OPERAÇÃO DA PF

PF apura envolvimento de policiais em esquema de contrabando

Grupo também teria recrutado agentes de segurança pública, incluindo servidores da ativa e aposentados, para auxiliar nas atividades ilegais

A Polícia Federal e a Receita Federal deflagraram, nesta quarta-feira (18), a Operação Iscariotes, que investiga uma organização criminosa suspeita de atuar com contrabando, descaminho, lavagem de dinheiro e corrupção. O grupo também teria recrutado agentes de segurança pública, incluindo servidores da ativa e aposentados, para auxiliar nas atividades ilegais. Durante a investigação, foram realizados flagrantes que comprovaram a participação direta de policiais no esquema. 

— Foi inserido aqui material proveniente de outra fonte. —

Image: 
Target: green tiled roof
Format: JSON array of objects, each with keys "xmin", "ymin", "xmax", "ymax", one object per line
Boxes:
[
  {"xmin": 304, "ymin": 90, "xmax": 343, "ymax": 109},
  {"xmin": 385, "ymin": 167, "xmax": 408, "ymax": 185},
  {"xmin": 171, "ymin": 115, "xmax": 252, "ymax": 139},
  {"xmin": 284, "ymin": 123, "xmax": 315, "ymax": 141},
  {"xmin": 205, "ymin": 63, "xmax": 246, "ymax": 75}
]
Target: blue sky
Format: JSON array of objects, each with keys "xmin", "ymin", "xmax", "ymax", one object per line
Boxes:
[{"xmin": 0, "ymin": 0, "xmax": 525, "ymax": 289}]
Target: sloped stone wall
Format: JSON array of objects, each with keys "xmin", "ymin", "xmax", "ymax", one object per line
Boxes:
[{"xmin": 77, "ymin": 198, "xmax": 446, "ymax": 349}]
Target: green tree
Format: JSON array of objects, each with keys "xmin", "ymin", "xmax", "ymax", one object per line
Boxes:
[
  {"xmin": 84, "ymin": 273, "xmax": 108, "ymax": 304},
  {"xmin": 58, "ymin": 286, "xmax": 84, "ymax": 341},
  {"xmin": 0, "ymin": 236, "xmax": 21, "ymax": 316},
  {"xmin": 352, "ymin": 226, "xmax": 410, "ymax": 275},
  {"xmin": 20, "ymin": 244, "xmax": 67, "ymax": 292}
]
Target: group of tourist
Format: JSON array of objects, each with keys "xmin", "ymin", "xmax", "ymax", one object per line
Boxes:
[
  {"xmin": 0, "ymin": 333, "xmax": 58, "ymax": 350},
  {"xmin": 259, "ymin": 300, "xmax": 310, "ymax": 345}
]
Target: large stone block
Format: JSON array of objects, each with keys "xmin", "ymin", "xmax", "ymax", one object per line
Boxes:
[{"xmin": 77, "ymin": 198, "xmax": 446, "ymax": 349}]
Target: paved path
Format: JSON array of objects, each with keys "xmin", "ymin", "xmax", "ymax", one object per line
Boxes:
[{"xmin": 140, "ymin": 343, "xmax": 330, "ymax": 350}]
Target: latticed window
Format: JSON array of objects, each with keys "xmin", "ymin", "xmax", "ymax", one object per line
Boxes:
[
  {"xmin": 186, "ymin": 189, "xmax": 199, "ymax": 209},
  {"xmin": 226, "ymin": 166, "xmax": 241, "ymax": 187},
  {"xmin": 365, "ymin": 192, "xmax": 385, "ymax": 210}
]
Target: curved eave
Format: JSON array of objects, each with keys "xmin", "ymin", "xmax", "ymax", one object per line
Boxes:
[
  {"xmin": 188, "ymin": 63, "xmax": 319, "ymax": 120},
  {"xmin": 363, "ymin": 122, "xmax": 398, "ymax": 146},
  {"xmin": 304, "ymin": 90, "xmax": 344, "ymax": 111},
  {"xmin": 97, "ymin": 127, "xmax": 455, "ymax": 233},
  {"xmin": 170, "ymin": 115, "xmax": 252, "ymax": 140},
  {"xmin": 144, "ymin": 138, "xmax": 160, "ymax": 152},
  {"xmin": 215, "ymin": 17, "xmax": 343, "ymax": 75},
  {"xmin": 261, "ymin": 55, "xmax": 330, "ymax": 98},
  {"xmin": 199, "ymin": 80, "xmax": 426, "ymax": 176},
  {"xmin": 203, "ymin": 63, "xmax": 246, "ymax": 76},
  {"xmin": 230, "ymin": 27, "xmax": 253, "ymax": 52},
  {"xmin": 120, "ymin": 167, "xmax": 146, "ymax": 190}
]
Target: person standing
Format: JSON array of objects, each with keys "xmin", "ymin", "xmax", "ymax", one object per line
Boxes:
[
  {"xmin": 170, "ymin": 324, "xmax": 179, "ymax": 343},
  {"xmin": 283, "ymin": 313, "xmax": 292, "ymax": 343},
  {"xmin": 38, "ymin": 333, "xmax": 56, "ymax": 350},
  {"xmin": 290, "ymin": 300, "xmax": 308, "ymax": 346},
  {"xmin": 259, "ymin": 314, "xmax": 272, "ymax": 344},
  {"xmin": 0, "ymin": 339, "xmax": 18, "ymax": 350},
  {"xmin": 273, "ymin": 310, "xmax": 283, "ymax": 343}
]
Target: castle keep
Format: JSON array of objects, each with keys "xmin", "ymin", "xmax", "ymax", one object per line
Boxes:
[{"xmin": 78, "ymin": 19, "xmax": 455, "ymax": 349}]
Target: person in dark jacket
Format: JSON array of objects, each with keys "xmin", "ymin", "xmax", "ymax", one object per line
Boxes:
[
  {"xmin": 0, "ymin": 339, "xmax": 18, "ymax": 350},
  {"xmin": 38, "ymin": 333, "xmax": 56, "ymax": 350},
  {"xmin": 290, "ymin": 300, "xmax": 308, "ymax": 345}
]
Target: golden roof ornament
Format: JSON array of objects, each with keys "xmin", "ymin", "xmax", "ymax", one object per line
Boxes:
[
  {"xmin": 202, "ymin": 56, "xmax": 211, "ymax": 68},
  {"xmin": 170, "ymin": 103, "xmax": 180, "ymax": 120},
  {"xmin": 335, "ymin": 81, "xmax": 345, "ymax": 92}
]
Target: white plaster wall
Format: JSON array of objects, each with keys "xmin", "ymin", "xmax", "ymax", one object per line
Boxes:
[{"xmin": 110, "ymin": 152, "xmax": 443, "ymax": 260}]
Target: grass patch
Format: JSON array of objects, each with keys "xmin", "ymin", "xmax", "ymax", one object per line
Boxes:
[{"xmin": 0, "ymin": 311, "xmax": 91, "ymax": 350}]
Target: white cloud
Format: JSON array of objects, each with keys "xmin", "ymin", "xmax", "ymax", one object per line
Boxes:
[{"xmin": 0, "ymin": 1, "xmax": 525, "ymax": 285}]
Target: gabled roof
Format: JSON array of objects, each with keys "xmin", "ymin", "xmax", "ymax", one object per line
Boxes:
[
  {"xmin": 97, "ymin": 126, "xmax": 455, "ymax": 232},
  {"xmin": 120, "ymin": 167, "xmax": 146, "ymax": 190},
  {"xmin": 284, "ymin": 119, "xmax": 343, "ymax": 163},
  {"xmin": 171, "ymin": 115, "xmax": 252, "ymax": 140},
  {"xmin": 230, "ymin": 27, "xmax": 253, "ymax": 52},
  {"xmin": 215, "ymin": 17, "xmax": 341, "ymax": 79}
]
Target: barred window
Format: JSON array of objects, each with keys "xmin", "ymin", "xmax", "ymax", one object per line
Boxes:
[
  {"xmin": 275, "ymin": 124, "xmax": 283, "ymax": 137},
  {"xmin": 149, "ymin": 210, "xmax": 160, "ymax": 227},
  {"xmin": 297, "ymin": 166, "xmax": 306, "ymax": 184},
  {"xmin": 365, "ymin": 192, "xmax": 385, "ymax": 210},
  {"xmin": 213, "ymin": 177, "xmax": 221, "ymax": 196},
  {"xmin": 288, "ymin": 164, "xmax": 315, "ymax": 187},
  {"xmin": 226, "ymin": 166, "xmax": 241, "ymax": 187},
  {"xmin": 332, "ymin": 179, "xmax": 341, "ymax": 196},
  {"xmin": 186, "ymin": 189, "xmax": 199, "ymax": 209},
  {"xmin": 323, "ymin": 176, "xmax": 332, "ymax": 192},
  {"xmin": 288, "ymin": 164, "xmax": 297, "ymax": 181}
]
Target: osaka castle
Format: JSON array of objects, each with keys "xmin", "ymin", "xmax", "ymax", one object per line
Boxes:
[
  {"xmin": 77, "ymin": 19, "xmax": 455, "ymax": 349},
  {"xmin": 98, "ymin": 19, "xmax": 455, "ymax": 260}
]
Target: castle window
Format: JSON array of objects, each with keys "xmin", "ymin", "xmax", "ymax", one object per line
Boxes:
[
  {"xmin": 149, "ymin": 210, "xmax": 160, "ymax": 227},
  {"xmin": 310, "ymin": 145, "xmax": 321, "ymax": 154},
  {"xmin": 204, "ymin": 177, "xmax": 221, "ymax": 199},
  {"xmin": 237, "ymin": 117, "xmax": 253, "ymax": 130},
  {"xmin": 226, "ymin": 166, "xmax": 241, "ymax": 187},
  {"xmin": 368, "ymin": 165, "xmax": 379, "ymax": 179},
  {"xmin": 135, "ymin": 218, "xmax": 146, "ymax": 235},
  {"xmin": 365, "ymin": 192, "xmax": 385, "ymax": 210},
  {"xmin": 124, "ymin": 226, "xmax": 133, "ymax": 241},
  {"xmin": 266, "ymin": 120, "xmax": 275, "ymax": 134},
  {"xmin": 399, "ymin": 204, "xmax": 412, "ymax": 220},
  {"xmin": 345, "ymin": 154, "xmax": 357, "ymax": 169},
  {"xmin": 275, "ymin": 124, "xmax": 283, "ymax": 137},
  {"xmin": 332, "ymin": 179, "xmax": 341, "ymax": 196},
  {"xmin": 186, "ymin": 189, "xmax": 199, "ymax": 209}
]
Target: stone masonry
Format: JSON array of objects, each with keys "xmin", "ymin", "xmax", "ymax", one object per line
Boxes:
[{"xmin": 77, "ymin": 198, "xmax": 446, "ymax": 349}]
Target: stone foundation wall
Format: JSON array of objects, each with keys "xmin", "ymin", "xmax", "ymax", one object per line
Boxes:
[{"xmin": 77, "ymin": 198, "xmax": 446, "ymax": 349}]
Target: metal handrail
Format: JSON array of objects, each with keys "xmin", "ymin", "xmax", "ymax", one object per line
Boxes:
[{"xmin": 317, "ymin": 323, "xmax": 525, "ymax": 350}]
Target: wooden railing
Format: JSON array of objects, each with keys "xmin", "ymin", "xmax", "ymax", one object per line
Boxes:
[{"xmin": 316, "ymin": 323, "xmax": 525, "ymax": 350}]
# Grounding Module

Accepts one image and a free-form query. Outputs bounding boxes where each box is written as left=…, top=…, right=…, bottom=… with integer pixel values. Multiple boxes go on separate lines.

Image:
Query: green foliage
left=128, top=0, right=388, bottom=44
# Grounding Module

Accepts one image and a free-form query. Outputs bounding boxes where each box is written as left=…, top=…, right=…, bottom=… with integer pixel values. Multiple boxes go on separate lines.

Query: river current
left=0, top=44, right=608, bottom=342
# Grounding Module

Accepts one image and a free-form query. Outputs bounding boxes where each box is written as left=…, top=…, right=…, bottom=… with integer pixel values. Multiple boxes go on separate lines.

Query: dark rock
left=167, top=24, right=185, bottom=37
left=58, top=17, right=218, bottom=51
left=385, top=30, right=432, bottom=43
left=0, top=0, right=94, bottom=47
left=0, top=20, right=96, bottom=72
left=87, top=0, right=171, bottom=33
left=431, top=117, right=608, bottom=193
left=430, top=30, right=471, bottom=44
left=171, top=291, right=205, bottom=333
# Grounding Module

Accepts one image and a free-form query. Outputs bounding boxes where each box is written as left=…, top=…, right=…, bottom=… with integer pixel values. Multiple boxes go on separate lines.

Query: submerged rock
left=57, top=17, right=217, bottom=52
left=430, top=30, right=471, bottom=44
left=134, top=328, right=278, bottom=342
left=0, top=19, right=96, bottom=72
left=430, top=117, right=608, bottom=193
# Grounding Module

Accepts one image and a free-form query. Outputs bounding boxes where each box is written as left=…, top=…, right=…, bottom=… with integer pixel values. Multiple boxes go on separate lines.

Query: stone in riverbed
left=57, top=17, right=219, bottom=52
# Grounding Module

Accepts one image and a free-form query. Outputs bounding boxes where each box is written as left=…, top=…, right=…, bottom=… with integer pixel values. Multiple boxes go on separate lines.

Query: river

A ação foi coordenada pela Delegacia de Repressão a Crimes Fazendários da Polícia Federal em Mato Grosso do Sul. De acordo com as investigações, o esquema operava de forma estruturada e envolvia a entrada irregular no país de eletrônicos de alto valor, sem nota fiscal e fora dos controles aduaneiros.

Após ingressarem no Brasil, os produtos eram distribuídos em Campo Grande e enviados para outros estados, principalmente Minas Gerais. Para tentar burlar a fiscalização, as mercadorias eram ocultadas em meio a cargas regulares e transportadas em veículos com compartimentos secretos.

Ainda segundo a Polícia Federal, a organização também atuava para ocultar a origem dos recursos obtidos com as atividades ilícitas, caracterizando lavagem de dinheiro. As apurações indicam que agentes de segurança pública colaboravam com o grupo, fornecendo informações sigilosas de sistemas policiais e, em alguns casos, participando diretamente do transporte das mercadorias.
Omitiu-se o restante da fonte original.